The base data structure of a Bloom filter is a Bit Vector
.
2. Implementation
Use an integer array as bit vector. Each cell has the value either 0 or 1. One key will be hashed by three hash functions, then it will be stored into the array.
public class BloomFilter {
private int capacity;
private int[] array;
public BloomFilter(int capacity) {
this.capacity = capacity;
array = new int[capacity];
}
public void add(String key) {
int first = hash_function1(key);
int second = hash_function2(key);
int third = hash_function3(key);
array[first%capacity] = 1;
array[second%capacity] = 1;
array[third%capacity] = 1;
}
public boolean contains(String key) {
int first = hash_function1(key);
int second = hash_function2(key);
int third = hash_function3(key);
int firstIndex = array[first % capacity];
if (firstIndex == 0) {
return false;
}
int secondIndex = array[second % capacity];
if (secondIndex == 0) {
return false;
}
int thirdIndex = array[third % capacity];
if (thirdIndex == 0) {
return false;
}
return true;
}
private int hash_function1(String key) {
int hash = 0;
for (int i = 0; i < key.length(); ++i) {
hash = 33 * hash + key.charAt(i);
}
return Math.abs(hash);
}
private int hash_function2(String key) {
final int p = 16777619;
int hash = (int) 2166136261L;
for (int i = 0; i < key.length(); ++i) {
hash = (hash ^ key.charAt(i)) * p;
}
hash += hash << 13;
hash ^= hash >> 7;
hash += hash << 3;
hash ^= hash >> 17;
hash += hash << 5;
return Math.abs(hash);
}
private int hash_function3(String key) {
int hash, i;
for (hash = 0, i = 0; i < key.length(); ++i) {
hash += key.charAt(i);
hash += (hash << 10);
hash ^= (hash >> 6);
}
hash += hash << 13;
hash ^= hash >> 11;
hash += hash << 15;
return Math.abs(hash);
}
}
3. Performance Test
3.1 HashSet
We define a hashset with capacity 100,000,000 and insert 10,000,000 entries into the set. Then, we assert several elements to test whether they are in the set.

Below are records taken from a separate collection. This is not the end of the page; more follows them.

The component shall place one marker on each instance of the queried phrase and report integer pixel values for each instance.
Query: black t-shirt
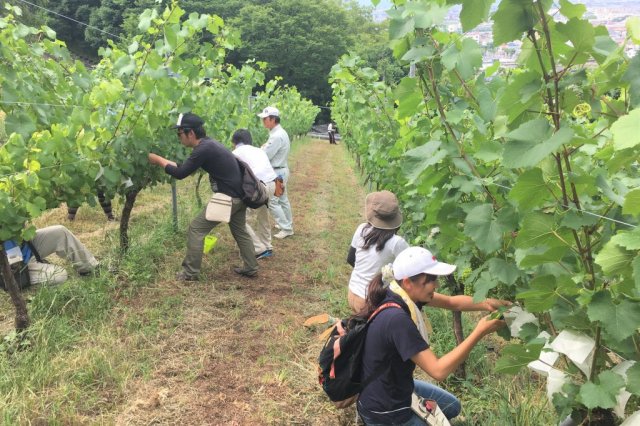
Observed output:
(215, 159)
(392, 339)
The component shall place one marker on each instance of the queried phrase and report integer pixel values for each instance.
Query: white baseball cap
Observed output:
(418, 260)
(269, 111)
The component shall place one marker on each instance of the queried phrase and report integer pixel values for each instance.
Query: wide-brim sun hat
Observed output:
(189, 121)
(269, 112)
(382, 210)
(417, 260)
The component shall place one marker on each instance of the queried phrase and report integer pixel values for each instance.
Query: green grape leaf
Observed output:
(418, 54)
(614, 259)
(514, 357)
(618, 320)
(530, 190)
(629, 240)
(483, 228)
(425, 156)
(526, 148)
(512, 19)
(539, 256)
(539, 229)
(602, 394)
(408, 97)
(633, 379)
(625, 131)
(542, 294)
(632, 203)
(505, 272)
(580, 32)
(635, 264)
(633, 28)
(482, 286)
(474, 12)
(632, 76)
(571, 10)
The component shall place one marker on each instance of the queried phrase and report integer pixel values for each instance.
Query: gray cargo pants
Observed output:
(200, 227)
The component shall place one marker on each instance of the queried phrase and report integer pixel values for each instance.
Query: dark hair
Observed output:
(199, 131)
(376, 236)
(242, 136)
(376, 292)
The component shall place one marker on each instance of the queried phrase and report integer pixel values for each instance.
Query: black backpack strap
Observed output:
(386, 366)
(34, 251)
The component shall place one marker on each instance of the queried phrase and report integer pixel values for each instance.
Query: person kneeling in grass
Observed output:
(397, 338)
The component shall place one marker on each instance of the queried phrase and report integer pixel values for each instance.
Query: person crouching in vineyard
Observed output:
(225, 178)
(397, 340)
(29, 265)
(105, 203)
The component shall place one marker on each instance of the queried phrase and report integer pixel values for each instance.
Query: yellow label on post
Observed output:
(209, 243)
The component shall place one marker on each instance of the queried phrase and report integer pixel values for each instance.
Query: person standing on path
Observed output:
(259, 163)
(225, 177)
(374, 244)
(277, 148)
(332, 133)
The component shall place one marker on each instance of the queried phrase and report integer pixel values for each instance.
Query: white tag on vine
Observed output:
(623, 395)
(578, 347)
(14, 255)
(547, 359)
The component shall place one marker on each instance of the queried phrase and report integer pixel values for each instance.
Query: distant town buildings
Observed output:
(611, 14)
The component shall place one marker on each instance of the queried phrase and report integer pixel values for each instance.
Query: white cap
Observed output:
(417, 260)
(269, 111)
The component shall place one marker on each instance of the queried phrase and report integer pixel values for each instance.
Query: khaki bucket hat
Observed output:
(382, 211)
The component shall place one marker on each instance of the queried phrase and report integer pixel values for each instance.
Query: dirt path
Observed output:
(239, 355)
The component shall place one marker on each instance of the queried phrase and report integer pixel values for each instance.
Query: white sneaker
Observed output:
(283, 234)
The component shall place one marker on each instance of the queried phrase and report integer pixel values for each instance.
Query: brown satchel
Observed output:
(279, 186)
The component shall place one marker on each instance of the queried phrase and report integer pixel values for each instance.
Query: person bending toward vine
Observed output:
(374, 244)
(105, 203)
(225, 177)
(397, 340)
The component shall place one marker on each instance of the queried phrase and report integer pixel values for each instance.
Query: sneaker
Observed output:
(283, 234)
(319, 319)
(266, 253)
(182, 276)
(245, 272)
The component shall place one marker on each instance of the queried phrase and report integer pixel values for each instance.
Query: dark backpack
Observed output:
(340, 360)
(21, 271)
(254, 191)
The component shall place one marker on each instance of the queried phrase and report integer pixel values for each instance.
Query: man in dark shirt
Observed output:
(225, 177)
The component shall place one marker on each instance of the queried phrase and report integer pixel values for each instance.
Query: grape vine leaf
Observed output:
(530, 190)
(625, 131)
(474, 12)
(525, 148)
(632, 76)
(614, 259)
(633, 379)
(603, 393)
(619, 321)
(629, 240)
(483, 228)
(514, 357)
(539, 229)
(542, 294)
(633, 28)
(513, 18)
(632, 203)
(571, 10)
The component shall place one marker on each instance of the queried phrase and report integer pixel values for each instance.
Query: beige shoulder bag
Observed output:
(219, 208)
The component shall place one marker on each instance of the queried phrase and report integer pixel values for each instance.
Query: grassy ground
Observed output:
(136, 347)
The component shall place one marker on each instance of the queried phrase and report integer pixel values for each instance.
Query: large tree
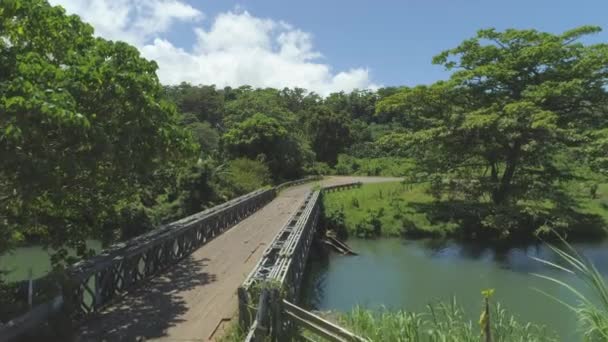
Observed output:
(329, 132)
(82, 126)
(503, 129)
(266, 139)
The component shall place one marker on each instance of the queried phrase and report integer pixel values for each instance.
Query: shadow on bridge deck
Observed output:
(147, 312)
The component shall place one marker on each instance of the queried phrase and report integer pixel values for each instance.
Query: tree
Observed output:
(205, 102)
(266, 139)
(329, 133)
(83, 126)
(503, 127)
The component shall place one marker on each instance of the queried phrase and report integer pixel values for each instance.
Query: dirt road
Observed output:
(196, 299)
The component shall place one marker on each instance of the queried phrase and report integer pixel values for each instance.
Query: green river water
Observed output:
(396, 273)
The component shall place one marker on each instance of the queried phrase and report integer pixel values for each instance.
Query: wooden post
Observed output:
(276, 312)
(244, 311)
(30, 289)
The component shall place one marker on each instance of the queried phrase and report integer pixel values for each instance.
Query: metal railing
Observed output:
(97, 281)
(265, 298)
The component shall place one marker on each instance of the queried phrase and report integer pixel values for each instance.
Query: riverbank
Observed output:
(396, 209)
(394, 276)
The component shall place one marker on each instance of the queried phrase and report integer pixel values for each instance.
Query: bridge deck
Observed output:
(195, 299)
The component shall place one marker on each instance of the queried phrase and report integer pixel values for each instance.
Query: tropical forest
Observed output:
(476, 207)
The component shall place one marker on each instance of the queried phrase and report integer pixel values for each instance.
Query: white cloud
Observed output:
(238, 48)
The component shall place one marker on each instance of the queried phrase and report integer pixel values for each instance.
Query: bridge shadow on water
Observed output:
(147, 312)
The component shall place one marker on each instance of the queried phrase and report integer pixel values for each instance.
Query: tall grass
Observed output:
(442, 322)
(591, 310)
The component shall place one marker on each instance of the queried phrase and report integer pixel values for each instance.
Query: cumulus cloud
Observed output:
(236, 49)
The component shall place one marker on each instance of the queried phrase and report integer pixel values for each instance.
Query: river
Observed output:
(21, 260)
(396, 273)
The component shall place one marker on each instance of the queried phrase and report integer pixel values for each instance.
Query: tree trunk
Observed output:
(503, 190)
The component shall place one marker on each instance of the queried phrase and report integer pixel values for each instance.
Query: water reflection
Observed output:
(409, 274)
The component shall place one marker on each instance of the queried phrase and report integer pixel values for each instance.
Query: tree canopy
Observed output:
(507, 126)
(83, 125)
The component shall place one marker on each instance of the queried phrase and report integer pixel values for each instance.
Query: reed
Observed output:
(591, 309)
(441, 322)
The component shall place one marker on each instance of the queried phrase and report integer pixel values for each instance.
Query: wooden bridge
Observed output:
(187, 281)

public class HashSetTest {
@Test
public void testHashSet() {
int capacity = 100000000;
int count = capacity / 10;
long start = System.currentTimeMillis();
Set<Integer> set = new HashSet<>(capacity);
for (int i = 0; i < count; i++) {
set.add(i);
}
assertTrue(set.contains(1));
assertTrue(set.contains(2));
assertTrue(set.contains(3));
assertTrue(set.contains(999999));
assertFalse(set.contains(10000001));
assertFalse(set.contains(400230340));
long end = System.currentTimeMillis();
System.out.println("Executed Time: " + (end - start));
}
}
It takes more than 6 seconds to execute the test.
Executed Time: 6442
3.2 Bloom Filter
Create a similar test with the Bloom Filter structure we built previously.
class BloomFilterTest {
@Test
public void testBloomFilter() {
int capacity = 100000000;
int count = capacity / 10;
long start = System.currentTimeMillis();
BloomFilter bloomFilter = new BloomFilter(capacity);
for (int i = 0; i < count; i++) {
bloomFilter.add(i + "");
}
assertTrue(bloomFilter.contains(1 + ""));
assertTrue(bloomFilter.contains(2 + ""));
assertTrue(bloomFilter.contains(3 + ""));
assertTrue(bloomFilter.contains(999999 + ""));
assertFalse(bloomFilter.contains(10000001 + ""));
assertFalse(bloomFilter.contains(400230340 + ""));
long end = System.currentTimeMillis();
System.out.println("Executed Time: " + (end - start));
}
}
It takes only about 1 second to complete the test, which is much faster than the hash set.
Executed Time: 1171